Bewegen/ dansen/ choreograferen/ improviseren Soms is de manier waarop iemand loopt al dans. Dans is een vorm van beweging. Daar zullen de meesten het wel over eens zijn. Maar is elke beweging dans? Om een onderscheid te maken met alle banale handelingen die je de hele dag door uitvoert, wordt dans meestal omschreven als beweging omwille van de beweging. Je kan dansen om je uit te leven, omwille van de schoonheid van de beweging, je kan de impulsen van een bepaald muziekstuk of van een opzwepend ritme volgen. Dans kan een onderdeel van een ritueel zijn. Al dansend kan je iets vertellen/ een statement maken tegenover de omstaanders.
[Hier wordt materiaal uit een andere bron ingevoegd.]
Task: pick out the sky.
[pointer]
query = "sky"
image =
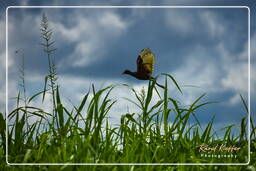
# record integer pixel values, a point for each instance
(203, 47)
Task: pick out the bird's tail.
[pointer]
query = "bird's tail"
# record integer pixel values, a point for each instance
(159, 85)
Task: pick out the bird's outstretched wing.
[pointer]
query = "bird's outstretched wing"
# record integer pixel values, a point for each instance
(145, 62)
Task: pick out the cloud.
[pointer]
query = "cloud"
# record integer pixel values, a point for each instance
(181, 22)
(188, 21)
(90, 35)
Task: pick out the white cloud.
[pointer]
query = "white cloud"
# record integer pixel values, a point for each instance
(237, 78)
(198, 72)
(184, 22)
(212, 23)
(90, 34)
(179, 21)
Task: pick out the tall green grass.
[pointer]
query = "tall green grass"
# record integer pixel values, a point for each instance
(84, 134)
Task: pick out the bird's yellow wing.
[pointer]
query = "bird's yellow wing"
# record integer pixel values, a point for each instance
(148, 59)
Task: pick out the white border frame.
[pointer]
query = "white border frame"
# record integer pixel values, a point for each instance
(249, 78)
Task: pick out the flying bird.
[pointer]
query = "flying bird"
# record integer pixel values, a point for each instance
(145, 66)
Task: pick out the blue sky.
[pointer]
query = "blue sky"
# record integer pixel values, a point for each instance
(204, 47)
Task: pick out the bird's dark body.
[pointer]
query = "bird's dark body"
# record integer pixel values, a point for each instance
(145, 66)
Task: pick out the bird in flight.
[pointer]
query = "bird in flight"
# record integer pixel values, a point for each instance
(145, 66)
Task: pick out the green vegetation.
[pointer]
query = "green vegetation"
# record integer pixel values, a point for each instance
(83, 134)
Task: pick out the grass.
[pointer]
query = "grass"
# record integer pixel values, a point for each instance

Een dansvoorstelling of een choreografie wordt gecreëerd door een choreograaf. Hij of zij heeft de leiding over het creatieproces. Soms bedenken choreografen alle bewegingen zelf. Zij leren hun dansers dan een reeks van bewegingen die vloeiend in mekaar overgaan, een zogenaamde bewegingsfrase. Soms bedenkt de choreograaf enkel het idee van de voorstelling en creëren de dansers zelf de bewegingen. Soms liggen alle bewegingen van de voorstelling vast. Soms staat de choreograaf zijn dansers toe om de bewegingen op het moment zelf te bedenken. Dat heet improviseren. Misschien is ‘bedenken’ een verkeerd woord. Je lichaam volgt een weg die op dat moment juist aanvoelt. Een geïmproviseerde voorstelling zal er nooit hetzelfde uitzien. Improviseren doe je ook als je op een fuif danst. Je luistert naar de muziek en je lichaam beweegt op het ritme, zonder dat de bewegingen vast liggen. Improvisatie is een handige manier om nieuwe dansbewegingen te creëren.
7
Het verloop van de voorstelling Op het podium staat een jongen in kostuum en een meisje in een vrolijke, roze jurk. Rechts op het podium zit de technicus, als een DJ omringd door zijn apparatuur. Vijftig minuten lang stuurt hij een soort top-of-the-pops–allertijden-mix door de boxen. Het is onmogelijk om stil te zitten bij al die uitbundige evergreens. Je bent getuige van een intiem feest, waar je nooit weet wat er zal komen. Zo’n feest waar je – zonder het te beseffen – blijft hangen tot het licht wordt, terwijl je eigenlijk besloten had om vroeg door te gaan. Op het ene nummer danst hij. Op het volgende neemt zij het over. Ze spelen, dansen, lonken en vechten. Wat ze ook doen, ze doen het altijd met volledige overgave. Elk muzieknummer zet een andere sfeer; dwingt een nieuwe vorm van bewegen af. En dan plots houden de spelers het voor bekeken. Het podium is leeg, maar de muziek blijft spelen. Hele goeie muziek...The dancefloor is yours! Wie klimt er als eerste op het podium om uit de bol te gaan op dit verrassingsfeest?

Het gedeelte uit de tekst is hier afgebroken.